3 Interaktionsbezogene Rollen- und Einflussdynamiken in Meetings

Die Vielfalt an unterschiedlichen Persönlichkeiten, d. h. menschliche Eigenheiten, die durch genetisch-neuronale, fachliche, herkunfts-, alters- und bildungsgezogene, aber auch durch kulturelle Unterschiede bedingt sind, und die individuell variierenden Stärken und Präferenzen, bestimmte Rollen zu übernehmen, lassen erahnen, welche oft ungeplante Interaktionsdynamik sich in Teams im Verlauf der Zusammenarbeit in den einzelnen Teamprozessen entfalten kann.
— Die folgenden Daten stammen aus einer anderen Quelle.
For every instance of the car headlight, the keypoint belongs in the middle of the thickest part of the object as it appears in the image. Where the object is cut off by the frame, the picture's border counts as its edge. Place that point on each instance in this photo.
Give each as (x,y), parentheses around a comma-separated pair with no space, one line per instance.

Die Forschung hat in den letzten 20 Jahren ihre Aufmerksamkeit verstärkt auf solche emergenten bzw. gruppendynamischen, d. h. nur bedingt plan- und vorhersehbaren Erscheinungen gerichtet, um dadurch zu einer dynamisierenden und mehrdimensionalen Betrachtung des bis dahin dominanten, jedoch eher statisch-mechanistisch angelegten Input-Prozesse-Output-Modells der Teamarbeit zu gelangen (vgl. Marks et al. 2001; Busch 2015, S. 213 ff.; Busch und von der Oelsnitz 2016, S. 346 ff.). Neben Teamkognitionen, also kollektiven Wissensstrukturen (z. B. das Wissen der Teammitglieder übereinander, über jeweilige Eigenheiten und Fähigkeiten, das Wissen über geltende Regeln und Gepflogenheiten) und Teamemotionen (z. B. Teamgeist, Teamstimmung) wird vor allem informellen, Schwankungen unterworfenen Teamhierarchien in jüngerer Zeit immer mehr Beachtung geschenkt (vgl. To et al. 2022). Diese spiegeln faktisch geltende, prinzipiell aber veränderliche Rangordnungen bzw. -folgen im Team wider, die sich im Wesentlichen aus den Verhaltensweisen und Leistungen von Teammitgliedern, aus ihren unterschiedlichen Rollenbeiträgen und deren Bewertung durch Teammitglieder ergeben.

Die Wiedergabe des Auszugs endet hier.